From my earliest memory pain is what I was afraid of, my own suffering, or that of people close to me , never death, I never then or now remember being afraid of my own death.
I experience that my relationship to suffering, my own, maybe changing in a way that I find promising and even wonderful.
Weeks ago anticipating the possibility of tremendous suffering at the hands of the police state, my own suffering, and the potential of prolong suffering for years in prison as a consequence, I reported that all of a sudden I felt my spirit evolving. I began to find that if I looked to my left or my right I could see my children and their parents in Syria who's suffering will always exceed mine, and the parents and children in Palestine where it is exactly the same , and or the parents or children in u.s.

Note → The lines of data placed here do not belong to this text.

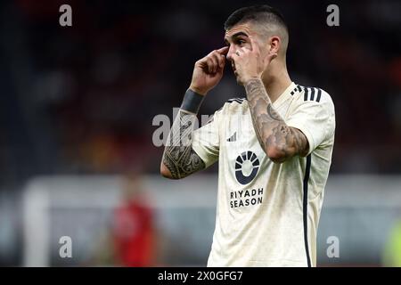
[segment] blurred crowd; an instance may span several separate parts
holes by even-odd
[[[261,3],[261,1],[258,2]],[[337,1],[340,27],[315,1],[269,1],[290,28],[288,69],[331,94],[332,173],[401,171],[399,1]],[[72,7],[61,27],[59,7]],[[223,45],[223,23],[250,1],[54,1],[0,4],[0,171],[157,173],[152,118],[172,118],[194,61]],[[244,96],[227,68],[200,111]],[[213,171],[209,170],[209,171]]]

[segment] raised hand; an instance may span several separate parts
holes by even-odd
[[[228,46],[225,46],[211,52],[195,62],[190,86],[192,91],[205,95],[218,84],[223,77],[227,52]]]

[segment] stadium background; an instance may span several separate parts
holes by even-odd
[[[1,265],[205,265],[217,167],[162,180],[152,120],[172,119],[193,62],[254,3],[1,2]],[[336,107],[318,265],[399,265],[401,3],[266,3],[288,22],[291,78]],[[62,4],[72,27],[59,25]],[[340,27],[326,25],[330,4]],[[200,113],[243,94],[227,69]],[[59,256],[61,236],[71,258]],[[340,257],[329,258],[332,236]]]

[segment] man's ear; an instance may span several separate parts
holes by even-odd
[[[269,53],[277,53],[280,50],[282,40],[277,36],[273,36],[270,37],[270,48],[269,48]]]

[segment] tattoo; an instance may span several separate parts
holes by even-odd
[[[260,145],[267,151],[274,146],[279,151],[278,162],[299,154],[307,154],[308,142],[302,132],[288,126],[274,109],[261,80],[250,80],[246,86],[253,127]]]
[[[174,179],[184,178],[205,168],[205,163],[192,148],[195,114],[179,110],[168,134],[162,161]]]

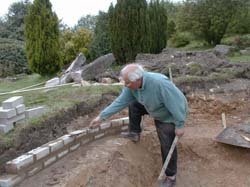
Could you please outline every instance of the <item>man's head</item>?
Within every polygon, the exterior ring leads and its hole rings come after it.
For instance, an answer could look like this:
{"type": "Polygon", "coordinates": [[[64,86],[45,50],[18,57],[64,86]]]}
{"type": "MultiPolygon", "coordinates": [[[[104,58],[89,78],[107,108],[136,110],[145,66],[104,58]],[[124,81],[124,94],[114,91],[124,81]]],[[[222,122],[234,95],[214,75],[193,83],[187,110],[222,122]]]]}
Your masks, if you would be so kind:
{"type": "Polygon", "coordinates": [[[126,87],[138,89],[142,86],[144,69],[139,64],[128,64],[121,70],[121,77],[126,87]]]}

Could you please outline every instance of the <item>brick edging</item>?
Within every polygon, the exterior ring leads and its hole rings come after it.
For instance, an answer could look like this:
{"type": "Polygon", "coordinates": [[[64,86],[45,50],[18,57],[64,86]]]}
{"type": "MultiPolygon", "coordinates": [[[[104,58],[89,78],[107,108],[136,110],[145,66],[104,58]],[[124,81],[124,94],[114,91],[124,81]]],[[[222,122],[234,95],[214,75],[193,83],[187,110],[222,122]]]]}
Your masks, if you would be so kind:
{"type": "Polygon", "coordinates": [[[50,166],[80,146],[128,129],[129,118],[102,123],[95,129],[81,129],[33,149],[5,165],[6,174],[0,176],[0,187],[12,187],[50,166]]]}

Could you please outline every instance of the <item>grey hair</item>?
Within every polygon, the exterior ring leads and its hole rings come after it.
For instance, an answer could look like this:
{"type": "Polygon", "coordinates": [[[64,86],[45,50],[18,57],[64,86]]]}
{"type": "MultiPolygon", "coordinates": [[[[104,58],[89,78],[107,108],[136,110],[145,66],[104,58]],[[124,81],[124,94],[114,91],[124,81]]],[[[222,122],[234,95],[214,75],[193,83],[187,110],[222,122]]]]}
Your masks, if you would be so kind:
{"type": "Polygon", "coordinates": [[[128,71],[129,65],[125,66],[121,70],[121,75],[124,76],[124,74],[127,73],[128,80],[131,82],[134,82],[143,76],[144,69],[141,65],[139,64],[134,64],[135,68],[132,69],[131,71],[128,71]]]}

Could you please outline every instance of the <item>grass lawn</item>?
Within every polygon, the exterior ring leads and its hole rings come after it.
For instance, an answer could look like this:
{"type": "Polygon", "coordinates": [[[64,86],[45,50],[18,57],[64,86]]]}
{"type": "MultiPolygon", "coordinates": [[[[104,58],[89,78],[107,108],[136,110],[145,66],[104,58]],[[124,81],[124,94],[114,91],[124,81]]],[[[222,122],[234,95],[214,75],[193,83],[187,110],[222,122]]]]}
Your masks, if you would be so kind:
{"type": "MultiPolygon", "coordinates": [[[[37,83],[41,83],[46,81],[47,78],[40,77],[39,75],[29,75],[25,76],[16,81],[1,81],[0,82],[0,90],[1,92],[14,91],[16,89],[21,89],[23,87],[35,85],[37,83]]],[[[40,85],[41,87],[43,85],[40,85]]],[[[2,103],[4,100],[12,97],[12,96],[23,96],[24,104],[26,108],[33,108],[36,106],[45,106],[46,113],[38,118],[38,119],[27,119],[23,121],[24,126],[35,125],[39,123],[44,118],[49,118],[55,115],[60,110],[64,110],[74,105],[86,102],[91,104],[96,100],[96,98],[100,98],[103,93],[119,93],[121,91],[121,86],[88,86],[88,87],[73,87],[72,85],[58,87],[56,89],[52,89],[49,91],[45,90],[37,90],[30,92],[23,92],[18,94],[8,94],[0,96],[0,102],[2,103]]],[[[22,125],[22,126],[23,126],[22,125]]],[[[5,142],[6,146],[12,143],[12,139],[15,134],[18,132],[16,128],[13,131],[5,135],[0,135],[0,143],[5,142]]]]}

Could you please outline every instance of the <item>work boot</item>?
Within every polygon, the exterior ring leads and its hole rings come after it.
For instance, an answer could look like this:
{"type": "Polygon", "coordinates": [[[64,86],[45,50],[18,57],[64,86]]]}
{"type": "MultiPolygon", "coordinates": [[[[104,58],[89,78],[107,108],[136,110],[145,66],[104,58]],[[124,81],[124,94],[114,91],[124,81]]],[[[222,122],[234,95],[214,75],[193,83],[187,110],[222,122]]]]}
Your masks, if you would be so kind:
{"type": "Polygon", "coordinates": [[[140,141],[140,134],[136,132],[122,132],[121,136],[123,138],[130,139],[133,142],[139,142],[140,141]]]}
{"type": "Polygon", "coordinates": [[[174,187],[175,184],[176,184],[176,177],[174,179],[166,177],[166,179],[160,184],[160,187],[174,187]]]}

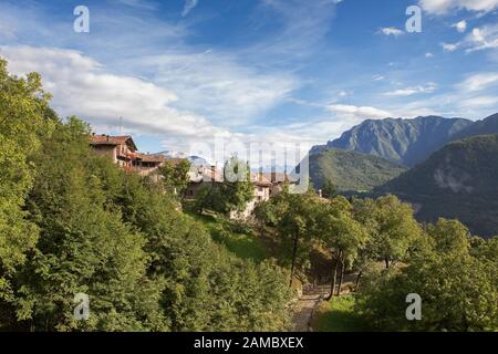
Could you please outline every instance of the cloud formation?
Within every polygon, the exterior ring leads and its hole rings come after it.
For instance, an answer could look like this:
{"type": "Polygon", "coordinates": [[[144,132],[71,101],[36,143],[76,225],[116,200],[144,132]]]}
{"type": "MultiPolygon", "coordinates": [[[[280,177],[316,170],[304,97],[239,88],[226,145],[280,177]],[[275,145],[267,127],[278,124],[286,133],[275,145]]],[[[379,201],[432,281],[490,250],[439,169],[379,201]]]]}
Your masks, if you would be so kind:
{"type": "Polygon", "coordinates": [[[385,35],[400,37],[402,34],[404,34],[405,32],[403,32],[400,29],[396,29],[395,27],[386,27],[386,28],[381,29],[381,33],[383,33],[385,35]]]}
{"type": "Polygon", "coordinates": [[[419,0],[421,7],[434,14],[447,14],[453,10],[489,12],[498,8],[498,0],[419,0]]]}
{"type": "Polygon", "coordinates": [[[185,0],[184,11],[181,12],[181,15],[185,18],[187,14],[190,13],[191,10],[197,7],[198,0],[185,0]]]}
{"type": "Polygon", "coordinates": [[[412,96],[415,94],[419,94],[419,93],[433,93],[436,90],[436,84],[434,83],[428,83],[426,86],[412,86],[412,87],[405,87],[405,88],[400,88],[400,90],[395,90],[395,91],[390,91],[384,93],[384,95],[386,96],[401,96],[401,97],[406,97],[406,96],[412,96]]]}

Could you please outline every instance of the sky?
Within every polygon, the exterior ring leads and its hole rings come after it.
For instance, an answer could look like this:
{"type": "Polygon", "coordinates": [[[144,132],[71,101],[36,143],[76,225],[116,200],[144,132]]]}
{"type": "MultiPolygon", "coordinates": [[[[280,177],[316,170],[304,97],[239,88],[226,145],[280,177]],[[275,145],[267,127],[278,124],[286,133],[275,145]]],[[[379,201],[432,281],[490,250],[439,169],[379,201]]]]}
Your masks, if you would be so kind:
{"type": "Polygon", "coordinates": [[[0,56],[143,152],[308,149],[366,118],[498,112],[497,19],[498,0],[2,0],[0,56]]]}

Israeli prisons suffering tortures I'll never suffer no matter what. And that in doing this my Terror went away.
Today I had two teeth extracted. When the dentist looked at my x-rays and how deeply embedded The Roots were in the bone he almost groaned. He was a master. No one could have done a better job. Few could have done nearly as well.
But I have had similar teeth work in recent years and again, my relationship to my own suffering is changing. In anticipation of the pain I rapidly summon into my mind children and adults being savagely tortured in Israeli jails for simply being non-jewish human beings whose land the white settlers want at any price to the Palestinians. My worry about my own suffering and my experience of it diminished tremendously.
If this is a passing technique and in the future does not help me I will report this but I suspect it is a tremendous Evolution and gift for me.